Pour chaque suerte la position de chaque intervenant elle aussi est très encadrée. Par exemple le matador qui aura à prendre en charge le toro suivant se situe derrière le banderillero pour lui venir en aide en cas de besoin. Et pendant toute la durée de la corrida, le matador le plus ancien, appelé chef de lidia devra s’assurer du bon déroulement de celle-ci. Dans le cas où un torero serait blessé c’est toujours au plus ancien d’occire l’animal.

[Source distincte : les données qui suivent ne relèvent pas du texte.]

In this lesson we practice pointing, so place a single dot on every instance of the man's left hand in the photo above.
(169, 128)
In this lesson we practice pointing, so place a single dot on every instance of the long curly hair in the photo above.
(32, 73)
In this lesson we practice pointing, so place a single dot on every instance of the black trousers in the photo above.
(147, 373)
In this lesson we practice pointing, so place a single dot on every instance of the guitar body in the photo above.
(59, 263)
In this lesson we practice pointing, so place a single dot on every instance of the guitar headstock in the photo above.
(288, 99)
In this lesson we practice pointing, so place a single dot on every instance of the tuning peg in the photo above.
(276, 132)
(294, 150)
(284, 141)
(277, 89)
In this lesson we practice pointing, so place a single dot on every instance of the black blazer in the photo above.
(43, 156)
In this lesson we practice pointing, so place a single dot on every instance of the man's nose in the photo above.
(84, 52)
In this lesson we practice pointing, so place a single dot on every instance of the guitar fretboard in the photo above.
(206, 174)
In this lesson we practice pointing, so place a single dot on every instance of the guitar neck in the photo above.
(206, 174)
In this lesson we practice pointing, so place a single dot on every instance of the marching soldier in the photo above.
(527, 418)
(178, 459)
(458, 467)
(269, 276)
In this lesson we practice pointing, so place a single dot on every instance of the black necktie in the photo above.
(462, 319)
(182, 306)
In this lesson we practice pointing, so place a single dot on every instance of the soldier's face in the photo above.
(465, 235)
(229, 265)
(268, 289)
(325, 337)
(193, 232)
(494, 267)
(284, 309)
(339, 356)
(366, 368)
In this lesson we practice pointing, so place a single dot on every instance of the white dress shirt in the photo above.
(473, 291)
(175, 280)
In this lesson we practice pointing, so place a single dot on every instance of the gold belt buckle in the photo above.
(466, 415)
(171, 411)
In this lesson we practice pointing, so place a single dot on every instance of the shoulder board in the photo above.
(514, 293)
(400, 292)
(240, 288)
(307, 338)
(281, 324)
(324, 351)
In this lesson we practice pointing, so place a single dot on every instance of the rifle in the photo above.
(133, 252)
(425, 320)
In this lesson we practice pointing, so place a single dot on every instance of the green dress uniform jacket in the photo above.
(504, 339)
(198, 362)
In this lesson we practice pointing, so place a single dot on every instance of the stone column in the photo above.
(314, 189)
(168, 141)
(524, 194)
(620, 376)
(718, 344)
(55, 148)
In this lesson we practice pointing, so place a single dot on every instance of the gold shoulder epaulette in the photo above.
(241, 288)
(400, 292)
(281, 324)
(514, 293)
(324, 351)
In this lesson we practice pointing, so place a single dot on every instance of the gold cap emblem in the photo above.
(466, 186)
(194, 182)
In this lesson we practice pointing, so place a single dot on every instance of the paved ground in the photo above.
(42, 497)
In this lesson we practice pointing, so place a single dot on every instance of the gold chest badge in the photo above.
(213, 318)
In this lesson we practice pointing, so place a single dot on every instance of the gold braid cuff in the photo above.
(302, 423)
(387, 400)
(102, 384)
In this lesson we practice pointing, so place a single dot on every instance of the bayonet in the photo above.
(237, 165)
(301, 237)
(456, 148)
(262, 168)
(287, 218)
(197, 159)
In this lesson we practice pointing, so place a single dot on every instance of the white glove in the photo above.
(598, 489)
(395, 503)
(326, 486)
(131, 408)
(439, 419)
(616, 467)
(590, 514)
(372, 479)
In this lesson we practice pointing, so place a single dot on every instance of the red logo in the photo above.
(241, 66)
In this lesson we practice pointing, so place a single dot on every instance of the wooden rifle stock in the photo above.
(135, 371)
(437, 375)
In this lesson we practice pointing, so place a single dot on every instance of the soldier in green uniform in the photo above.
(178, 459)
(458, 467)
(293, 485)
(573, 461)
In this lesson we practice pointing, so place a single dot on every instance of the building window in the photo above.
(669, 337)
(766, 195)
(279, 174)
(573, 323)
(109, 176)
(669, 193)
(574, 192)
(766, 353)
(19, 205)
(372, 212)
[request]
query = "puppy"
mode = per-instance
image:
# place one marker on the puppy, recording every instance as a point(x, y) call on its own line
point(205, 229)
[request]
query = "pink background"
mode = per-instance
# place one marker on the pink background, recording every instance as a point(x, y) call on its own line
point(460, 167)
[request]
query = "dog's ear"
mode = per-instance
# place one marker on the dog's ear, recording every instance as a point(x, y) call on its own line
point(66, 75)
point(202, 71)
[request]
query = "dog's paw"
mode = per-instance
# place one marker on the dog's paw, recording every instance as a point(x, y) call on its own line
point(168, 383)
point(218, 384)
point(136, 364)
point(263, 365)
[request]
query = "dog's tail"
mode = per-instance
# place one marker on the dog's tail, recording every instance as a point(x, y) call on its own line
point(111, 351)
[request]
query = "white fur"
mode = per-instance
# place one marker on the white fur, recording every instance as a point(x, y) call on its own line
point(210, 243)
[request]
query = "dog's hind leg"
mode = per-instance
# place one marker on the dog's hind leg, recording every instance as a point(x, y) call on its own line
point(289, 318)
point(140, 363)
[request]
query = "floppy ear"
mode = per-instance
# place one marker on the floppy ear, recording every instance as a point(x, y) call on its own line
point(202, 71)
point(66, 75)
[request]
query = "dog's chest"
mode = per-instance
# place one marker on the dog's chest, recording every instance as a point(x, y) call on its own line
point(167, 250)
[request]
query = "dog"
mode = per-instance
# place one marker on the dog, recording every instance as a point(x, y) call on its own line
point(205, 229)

Si la faena est intéressante, si le torero semble en mesure de couper un trophée au moins alors le président demandera à l’orchestre de jouer un pasodoble (pas à Madrid et à Séville c’est le chef de celui-ci qui en décide).

Après la lidia

– Censure et trophées

Si la communion avec les fidèles n’a pas opéré le torero sera hué ou simplement méprisé par le silence. Si ses efforts sont reconnus il pourra saluer une ovation mais si le public a vécu un instant plus ou moins magique il demandera en agitant des mouchoirs blancs que soit attribuée à celui qui l’a tué une partie symbolique de la bête (le reste de la dépouille est vendue à un boucher pour être consommée par les amateurs). Si le président (accompagné de deux assesseurs : un pour le toro et un autre pour le torero) juge que le travail du torero a quelque peu dérogé aux règles de l’art il pourra refuser de donner plus d’une oreille mais le premier trophée est la prérogative des spectateurs. Il devra simplement constater une pétition majoritaire et le cas échéant sortir lui aussi un mouchoir blanc (d’autres mouchoirs permettent d’annoncer une décision : le vert pour faire sortir un animal invalide, le bleu pour un tour de piste posthume ou l’orange pour une grâce). Si le trophée est refusé le torero (dans la mesure où une partie du public ne s’y oppose pas) pourra donner un tour d’honneur appelé vuelta al ruedo. Dans les arènes les plus importantes l’attribution de la queue en plus des deux oreilles n’est plus de mise.

– Sorties

La sortie du cercle magique de l’arène est aussi réglementée que l’entrée : chaque matador, s’il n’a pas pleinement triomphé, prendra, par ordre d’ancienneté, congé du public en traversant l’arène accompagné de ses subalternes à pied sous, selon les cas, des jets de coussinets jusqu’à une ovation de l’assistance qui sanctionne à ce moment là la prestation d’ensemble du torero. Est-il apparu en être humain ou, comme on l’attend de lui, en demi-dieu.

Si toro et torero ont donné vie à l’illusion d’immortalité en ne faisant qu’un (on parle d’ « accouplement ») ce dernier sortira sans doute a hombros, plus près du ciel que les simples mortels, debout, les pieds bien au sol. De cette manière il dépasse l’espace taurin, en principe clos, à moins que ce soit celui-ci qui s’étende sur l’espace public de façon prosélytique. Pour avoir cette honneur il faut traditionnellement couper 2 oreilles (au moins une par toro) mais dans certaines arènes c’est 3 (Séville ou Nîmes) ou 2 à un même toro (Pays Basque ou arènes andalouses de première catégorie).

Première Porte du Prince de Manzanares. 30 avril 2011.

Les toreros disent parfois qu’ils ne conçoivent que deux manières de sortir des arènes : sur des épaules ou allongés, par la grande porte ou par celle de l’infirmerie.

Et puis il y a les ultimes sorties d’une arène : celle qui consiste, en fin de carrière, à se couper la coleta, cette mèche de cheveux qui est le signe distinctif de la profession (de nos jours il s’agit d’un postiche),  et pour les plus grands, le dernier tour de piste et la dernière sortie par la grande porte, le cercueil porté a hombro.


[1] Philosophie de la corrida p.247, Fayard, 2007.